Regarding smoking behaviours, Banks said there is “strong evidence that non-smokers are three times more likely to take up smoking after using e-cigarettes”. This is supported by the National Health and Medical Research Council who raised concerns about the “potential for e-cigarettes to provide a gateway to nicotine or tobacco product use”. Although e-cigarettes do not contain tobacco (like conventional cigarettes), the active ingredient, nicotine, carries high addictive potential and affects learning, memory, and concentration.
Some opponents to the ban claim vaping is a safer alternative to smoking cigarettes, and may have potential use as a cessation aid. Banks rejected this as a “dangerous marketing tactic” that relies mostly on anecdotal evidence.
Banks said approximately two-thirds of e-cigarettes users are not using them for cessation and that 54% of e-cigarette users also smoke. Chapman also argued vaping to be an inadequate cessation tool.

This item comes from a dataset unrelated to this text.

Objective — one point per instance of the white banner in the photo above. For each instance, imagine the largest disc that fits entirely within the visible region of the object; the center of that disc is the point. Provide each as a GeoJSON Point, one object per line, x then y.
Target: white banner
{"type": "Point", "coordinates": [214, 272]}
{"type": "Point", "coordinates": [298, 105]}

“[Vaping] holds people in smoking rather than tipping them out”, Chapman said. He further cited medical research stating “three quarters of people who quit smoking quit cold-turkey… without aids”.
ANU’s Smoke-Free Policy, introduced in 2015, prohibits the use of all smoking products anywhere on campus. This includes both cigarettes and “e-cigarettes/vaping”. Designated Outdoor Smoking Areas, such as Kambri and the Fulton Muir precinct, have been phased out since July 2020. The policy acknowledges the harmful environmental and health effects of smoking and aims to “encourage and support people to quit smoking” and “protect vulnerable members of our community from incidental exposure to tobacco smoke”. ANU has published a variety of resources to support staff and students , including the QUIT Now program, ANU counselling, and the Employee Assistance Program.
In response to questions by Observer on the vaping ban, an ANU spokesperson said “Any business based on the ANU campus would need to follow the law, as per any other business operating anywhere else.”